The most catastrophic mistake you can make is the one that’s embarrassingly easy: accidentally disallowing everything. The offending code looks like this: Disallow: / — that single forward slash tells all crawlers to avoid your entire site. This setting can end up in your live robots.txt if you copy-paste a staging site configuration without checking it, or if a plugin generates an overaggressive robots.txt without your knowledge.
How WordPress Handles robots.txt
WordPress generates a virtual robots.txt file by default. If there’s no physical robots.txt file in your root directory, WordPress intercepts requests to that URL and generates one on the fly. This default file allows all crawlers to access all content, with a single exception: the /wp-admin/ directory, which is correctly excluded from crawling.
The problem arises when you have a physical robots.txt file in your root directory that overrides the WordPress-generated one, or when a plugin — like an SEO plugin or a security plugin — generates its own robots.txt rules that conflict with your intentions. Check your site’s root directory via FTP or your hosting file manager right now. If there’s a robots.txt file there, open it and read every line.
The Search Engine Visibility Setting: The Silent Killer
WordPress has a built-in setting that adds a noindex header to every page on your site. It’s located at Settings > Reading > “Discourage search engines from indexing this site.” This checkbox is often accidentally left enabled on sites that were initially set up on a staging environment. It’s meant to keep your site out of search results while you’re building it, but it’s also an absolute disaster if you forget to uncheck it before launch.
When this setting is enabled, WordPress adds the following to your robots.txt: Disallow: /. It also adds a noindex header to every page. Either one of these would be enough to tank your rankings. Both together is a complete catastrophe. Check this setting right now if you haven’t launched your site recently.
What Should Actually Be in Your robots.txt
For most WordPress sites, a clean robots.txt is minimal. You want to block crawlers from your admin areas, your login pages, and your feed if you don’t want those indexed. You do not want to block crawlers from /wp-content/uploads/, because that’s where your images live, and Google needs to crawl them to understand your page content.
A sensible baseline looks like this: Allow all user agents to crawl everything, then add specific disallow rules for /wp-admin/, /wp-login.php, and /xmlrpc.php. Add a Sitemap: line pointing to your sitemap index URL. That’s it. Anything more complicated than this should be deliberately chosen, not accidentally inherited from a template you found on Stack Overflow three years ago.

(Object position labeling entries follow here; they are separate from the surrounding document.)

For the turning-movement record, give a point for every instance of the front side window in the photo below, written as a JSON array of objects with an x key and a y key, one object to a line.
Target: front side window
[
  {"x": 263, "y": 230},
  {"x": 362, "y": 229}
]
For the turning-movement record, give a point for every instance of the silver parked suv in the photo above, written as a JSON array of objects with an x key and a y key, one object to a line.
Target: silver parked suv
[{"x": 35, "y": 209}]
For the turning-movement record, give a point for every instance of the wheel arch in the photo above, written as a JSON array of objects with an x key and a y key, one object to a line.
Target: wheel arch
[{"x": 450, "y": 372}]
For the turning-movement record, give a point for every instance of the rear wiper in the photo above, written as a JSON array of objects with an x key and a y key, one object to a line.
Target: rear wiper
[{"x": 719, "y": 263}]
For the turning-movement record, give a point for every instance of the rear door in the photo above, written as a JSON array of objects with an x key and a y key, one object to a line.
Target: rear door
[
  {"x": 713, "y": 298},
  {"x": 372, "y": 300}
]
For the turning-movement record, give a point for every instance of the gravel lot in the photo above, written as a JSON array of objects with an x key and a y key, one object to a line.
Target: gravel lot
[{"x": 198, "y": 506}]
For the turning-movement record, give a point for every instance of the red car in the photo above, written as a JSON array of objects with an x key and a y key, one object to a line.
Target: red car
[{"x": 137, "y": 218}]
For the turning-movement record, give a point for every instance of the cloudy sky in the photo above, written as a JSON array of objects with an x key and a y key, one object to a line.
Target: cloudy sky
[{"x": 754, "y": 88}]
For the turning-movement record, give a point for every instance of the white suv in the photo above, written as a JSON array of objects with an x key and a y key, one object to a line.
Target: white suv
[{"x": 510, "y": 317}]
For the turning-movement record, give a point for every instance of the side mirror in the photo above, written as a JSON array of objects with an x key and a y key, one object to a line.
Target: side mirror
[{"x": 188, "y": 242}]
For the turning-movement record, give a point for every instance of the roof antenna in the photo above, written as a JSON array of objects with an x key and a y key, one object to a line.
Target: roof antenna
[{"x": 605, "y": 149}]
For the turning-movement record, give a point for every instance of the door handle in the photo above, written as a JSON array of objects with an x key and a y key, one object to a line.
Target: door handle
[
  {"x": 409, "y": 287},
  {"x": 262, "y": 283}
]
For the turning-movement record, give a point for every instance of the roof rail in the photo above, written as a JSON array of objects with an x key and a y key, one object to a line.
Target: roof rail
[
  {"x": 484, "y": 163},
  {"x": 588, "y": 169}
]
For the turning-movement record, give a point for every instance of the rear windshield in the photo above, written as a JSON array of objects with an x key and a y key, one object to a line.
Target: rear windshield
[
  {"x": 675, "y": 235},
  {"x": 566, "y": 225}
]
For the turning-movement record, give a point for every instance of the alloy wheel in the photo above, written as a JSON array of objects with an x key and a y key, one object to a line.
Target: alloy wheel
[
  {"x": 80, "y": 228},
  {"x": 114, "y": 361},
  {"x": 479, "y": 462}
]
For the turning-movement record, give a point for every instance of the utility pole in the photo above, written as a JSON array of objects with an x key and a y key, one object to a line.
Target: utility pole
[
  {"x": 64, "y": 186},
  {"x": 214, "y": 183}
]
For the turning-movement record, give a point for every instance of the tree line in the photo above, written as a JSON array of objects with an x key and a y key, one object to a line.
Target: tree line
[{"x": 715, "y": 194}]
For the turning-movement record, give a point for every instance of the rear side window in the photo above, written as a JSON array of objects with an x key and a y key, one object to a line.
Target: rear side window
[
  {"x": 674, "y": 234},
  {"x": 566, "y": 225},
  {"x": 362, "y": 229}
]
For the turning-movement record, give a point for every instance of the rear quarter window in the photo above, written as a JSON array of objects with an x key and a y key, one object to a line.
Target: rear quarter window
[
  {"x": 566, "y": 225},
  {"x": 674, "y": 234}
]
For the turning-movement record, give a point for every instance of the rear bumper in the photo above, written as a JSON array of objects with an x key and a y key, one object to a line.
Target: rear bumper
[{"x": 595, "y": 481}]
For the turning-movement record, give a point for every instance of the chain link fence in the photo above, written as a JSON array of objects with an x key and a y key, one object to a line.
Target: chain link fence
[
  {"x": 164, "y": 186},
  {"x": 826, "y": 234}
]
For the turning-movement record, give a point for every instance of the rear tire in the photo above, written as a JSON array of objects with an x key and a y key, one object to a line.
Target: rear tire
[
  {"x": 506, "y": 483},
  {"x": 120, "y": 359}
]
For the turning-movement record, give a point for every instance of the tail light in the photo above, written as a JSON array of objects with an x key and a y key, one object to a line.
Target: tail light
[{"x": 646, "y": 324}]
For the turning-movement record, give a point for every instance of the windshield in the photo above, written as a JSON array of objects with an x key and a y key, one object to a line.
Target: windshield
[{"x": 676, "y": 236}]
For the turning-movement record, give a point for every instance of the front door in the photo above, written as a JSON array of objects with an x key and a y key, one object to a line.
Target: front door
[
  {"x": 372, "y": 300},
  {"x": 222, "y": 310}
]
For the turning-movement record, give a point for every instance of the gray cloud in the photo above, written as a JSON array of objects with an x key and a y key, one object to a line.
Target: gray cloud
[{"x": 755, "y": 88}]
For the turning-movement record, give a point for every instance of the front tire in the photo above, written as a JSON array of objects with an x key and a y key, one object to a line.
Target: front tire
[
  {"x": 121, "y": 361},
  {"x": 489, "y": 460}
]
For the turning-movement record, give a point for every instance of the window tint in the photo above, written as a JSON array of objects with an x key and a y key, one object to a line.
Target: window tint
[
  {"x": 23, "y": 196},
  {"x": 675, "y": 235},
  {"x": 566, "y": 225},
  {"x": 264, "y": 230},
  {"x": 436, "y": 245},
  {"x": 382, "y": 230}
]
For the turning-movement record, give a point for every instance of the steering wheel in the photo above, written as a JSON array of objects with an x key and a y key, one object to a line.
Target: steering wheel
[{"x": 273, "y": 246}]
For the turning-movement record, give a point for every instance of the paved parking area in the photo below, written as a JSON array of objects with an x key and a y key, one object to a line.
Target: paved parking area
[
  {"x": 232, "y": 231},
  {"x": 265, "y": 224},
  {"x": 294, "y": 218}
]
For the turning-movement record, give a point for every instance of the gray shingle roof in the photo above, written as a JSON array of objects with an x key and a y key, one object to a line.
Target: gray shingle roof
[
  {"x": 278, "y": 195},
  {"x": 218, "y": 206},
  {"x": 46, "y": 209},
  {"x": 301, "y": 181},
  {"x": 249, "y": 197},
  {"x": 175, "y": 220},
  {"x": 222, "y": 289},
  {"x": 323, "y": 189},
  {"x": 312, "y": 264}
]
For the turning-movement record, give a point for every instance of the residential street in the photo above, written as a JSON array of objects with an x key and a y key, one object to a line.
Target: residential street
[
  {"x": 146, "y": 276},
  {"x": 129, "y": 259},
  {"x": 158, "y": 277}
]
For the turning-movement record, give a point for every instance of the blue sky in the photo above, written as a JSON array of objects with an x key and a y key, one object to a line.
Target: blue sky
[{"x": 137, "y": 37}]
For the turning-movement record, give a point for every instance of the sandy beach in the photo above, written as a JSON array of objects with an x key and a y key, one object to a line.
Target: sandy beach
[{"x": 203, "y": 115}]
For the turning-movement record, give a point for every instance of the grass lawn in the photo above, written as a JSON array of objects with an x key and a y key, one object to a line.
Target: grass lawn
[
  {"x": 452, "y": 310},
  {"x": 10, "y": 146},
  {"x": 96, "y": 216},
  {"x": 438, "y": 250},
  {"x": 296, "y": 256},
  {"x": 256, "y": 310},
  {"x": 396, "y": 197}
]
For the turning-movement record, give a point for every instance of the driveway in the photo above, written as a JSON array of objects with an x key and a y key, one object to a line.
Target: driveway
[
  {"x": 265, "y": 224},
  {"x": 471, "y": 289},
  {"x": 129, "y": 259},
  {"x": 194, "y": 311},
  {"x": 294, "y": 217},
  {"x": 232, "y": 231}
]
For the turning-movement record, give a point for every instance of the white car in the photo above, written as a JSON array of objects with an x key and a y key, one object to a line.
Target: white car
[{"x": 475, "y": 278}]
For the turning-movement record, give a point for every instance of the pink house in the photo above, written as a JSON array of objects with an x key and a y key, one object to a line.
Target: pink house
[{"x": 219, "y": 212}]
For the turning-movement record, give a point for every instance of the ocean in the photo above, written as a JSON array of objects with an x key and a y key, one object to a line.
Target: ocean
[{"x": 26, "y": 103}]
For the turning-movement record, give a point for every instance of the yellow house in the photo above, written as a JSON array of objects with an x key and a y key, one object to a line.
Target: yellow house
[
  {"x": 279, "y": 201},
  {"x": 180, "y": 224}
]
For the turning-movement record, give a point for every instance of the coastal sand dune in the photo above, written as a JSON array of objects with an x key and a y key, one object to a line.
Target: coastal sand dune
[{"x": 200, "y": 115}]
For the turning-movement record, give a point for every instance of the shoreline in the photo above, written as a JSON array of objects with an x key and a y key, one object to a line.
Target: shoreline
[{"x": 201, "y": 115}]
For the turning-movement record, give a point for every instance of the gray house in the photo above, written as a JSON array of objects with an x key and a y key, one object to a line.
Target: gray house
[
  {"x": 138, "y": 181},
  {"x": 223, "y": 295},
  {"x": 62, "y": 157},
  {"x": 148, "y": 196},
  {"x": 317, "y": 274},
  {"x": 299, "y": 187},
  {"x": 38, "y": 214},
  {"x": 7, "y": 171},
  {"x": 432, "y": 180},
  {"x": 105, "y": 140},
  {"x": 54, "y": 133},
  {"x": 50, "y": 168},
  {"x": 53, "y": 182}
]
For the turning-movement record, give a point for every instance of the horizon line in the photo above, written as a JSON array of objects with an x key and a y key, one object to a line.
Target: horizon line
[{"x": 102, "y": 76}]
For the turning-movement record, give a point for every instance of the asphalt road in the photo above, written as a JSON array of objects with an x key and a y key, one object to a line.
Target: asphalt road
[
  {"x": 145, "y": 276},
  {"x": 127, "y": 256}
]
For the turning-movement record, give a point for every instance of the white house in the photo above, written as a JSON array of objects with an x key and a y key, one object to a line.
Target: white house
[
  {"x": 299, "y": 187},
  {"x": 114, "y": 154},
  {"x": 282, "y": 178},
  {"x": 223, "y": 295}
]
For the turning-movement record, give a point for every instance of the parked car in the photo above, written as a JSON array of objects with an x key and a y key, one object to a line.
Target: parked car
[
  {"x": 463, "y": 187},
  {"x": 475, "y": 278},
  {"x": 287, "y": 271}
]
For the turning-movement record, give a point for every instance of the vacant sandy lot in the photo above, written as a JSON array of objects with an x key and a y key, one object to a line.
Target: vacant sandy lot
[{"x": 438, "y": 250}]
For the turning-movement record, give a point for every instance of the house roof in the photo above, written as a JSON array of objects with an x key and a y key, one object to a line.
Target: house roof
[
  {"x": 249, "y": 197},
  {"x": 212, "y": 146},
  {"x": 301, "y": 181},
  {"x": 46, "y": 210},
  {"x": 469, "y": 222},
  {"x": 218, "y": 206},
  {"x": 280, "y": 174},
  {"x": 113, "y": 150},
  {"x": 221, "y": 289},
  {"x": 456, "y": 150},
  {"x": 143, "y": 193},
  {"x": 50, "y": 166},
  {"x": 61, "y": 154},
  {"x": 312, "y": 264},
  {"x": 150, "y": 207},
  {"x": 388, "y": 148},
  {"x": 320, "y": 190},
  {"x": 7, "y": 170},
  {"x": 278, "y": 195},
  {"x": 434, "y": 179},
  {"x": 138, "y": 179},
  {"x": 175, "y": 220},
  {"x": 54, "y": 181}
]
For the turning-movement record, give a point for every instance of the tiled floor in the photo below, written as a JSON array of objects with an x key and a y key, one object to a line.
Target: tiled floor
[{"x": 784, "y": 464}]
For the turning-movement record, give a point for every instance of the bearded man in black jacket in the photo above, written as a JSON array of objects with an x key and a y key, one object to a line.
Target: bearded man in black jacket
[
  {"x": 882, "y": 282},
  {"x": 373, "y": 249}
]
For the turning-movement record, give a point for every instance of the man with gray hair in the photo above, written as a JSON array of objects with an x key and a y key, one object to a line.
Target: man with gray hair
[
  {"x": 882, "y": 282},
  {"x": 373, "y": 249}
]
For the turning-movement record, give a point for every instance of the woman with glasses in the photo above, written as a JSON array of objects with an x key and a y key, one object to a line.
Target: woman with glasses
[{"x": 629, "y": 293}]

Auditing and Monitoring Your robots.txt
Google Search Console has a robots.txt tester built into the Legacy Tools section. Use it. Test specific URLs against your robots.txt to confirm crawlers can access the pages you want indexed. Also check the Coverage report in Search Console for any URLs blocked by robots.txt that shouldn’t be.
Set a calendar reminder to check your robots.txt after every major plugin update or site migration. Plugin updates can regenerate your robots.txt with new directives. Site migrations almost always introduce robots.txt problems, usually because the staging configuration gets promoted to production without review. Treat your robots.txt like the critical infrastructure document it is, and you’ll avoid one of the most common — and most damaging — WordPress SEO mistakes out there.